To examine associations of patient characteristics with hypocalcemia, duration of hospitalization, and postoperative intact parathyroid hormone (IPTH) level after total thyroidectomy.
DESIGN, SETTING, AND PARTICIPANTS
Retrospective study of consecutive patients who underwent total thyroidectomy by a single high-volume surgeon between February 1, 2010, and November 30, 2012. Postoperative serum 25-hydroxyvitamin D (vitamin D), calcium, and IPTH levels were tested within 6 to 8 hours after surgery. Mild hypocalcemia was defined as any postoperative serum calcium level of less than 8.4 to 8.0 mg/dL. Significant hypocalcemia was defined as any postoperative serum calcium level of less than 8.0 mg/dL or the development of hypocalcemia-related symptoms.
MAIN OUTCOMES AND MEASURES
Associations of patient demographic and clinical characteristics and laboratory values with postoperative mild and significant hypocalcemia were examined using univariate analysis, and independent predictors of hypocalcemia, duration of hospitalization, and IPTH level were determined using multivariate analysis.
Overall, 304 total thyroidectomies were performed.
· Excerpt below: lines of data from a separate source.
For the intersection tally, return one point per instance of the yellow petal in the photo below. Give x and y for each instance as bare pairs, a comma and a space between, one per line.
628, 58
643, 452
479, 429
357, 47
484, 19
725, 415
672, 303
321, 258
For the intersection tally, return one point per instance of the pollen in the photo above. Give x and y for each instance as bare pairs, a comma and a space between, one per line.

Mild and significant hypocalcemia occurred in 68 (22.4%) and 91 (29.9%) patients, respectively, of which the majority were female (P = .003). The development of significant hypocalcemia was associated with postoperative IPTH level (P < .001). On multivariate analysis, males had a decreased risk of developing mild (odds ratio, 0.37 [95% CI, 0.16–0.85]) and significant (odds ratio, 0.57 [95% CI, 0.09–0.78]) hypocalcemia. Every 10-pg/mL increase in postoperative IPTH level predicted a 43% decreased risk of significant hypocalcemia (P < .001) and an 18% decreased risk of hospitalization beyond 24 hours (P = .03). Presence of malignant neoplasm carried a 27% risk of mild hypocalcemia (P = .02). There was a progressively increasing risk of lower IPTH levels for each parathyroid gland inadvertently resected or autotransplanted. Male sex and African American race were independently predictive of higher IPTH levels.
CONCLUSIONS AND RELEVANCE
Low postoperative IPTH level, female sex, and presence of malignant neoplasm are all significant, independent predictors of hypocalcemia after total thyroidectomy. Clinicians should consider these variables when deciding how to best manage or prevent postoperative hypocalcemia.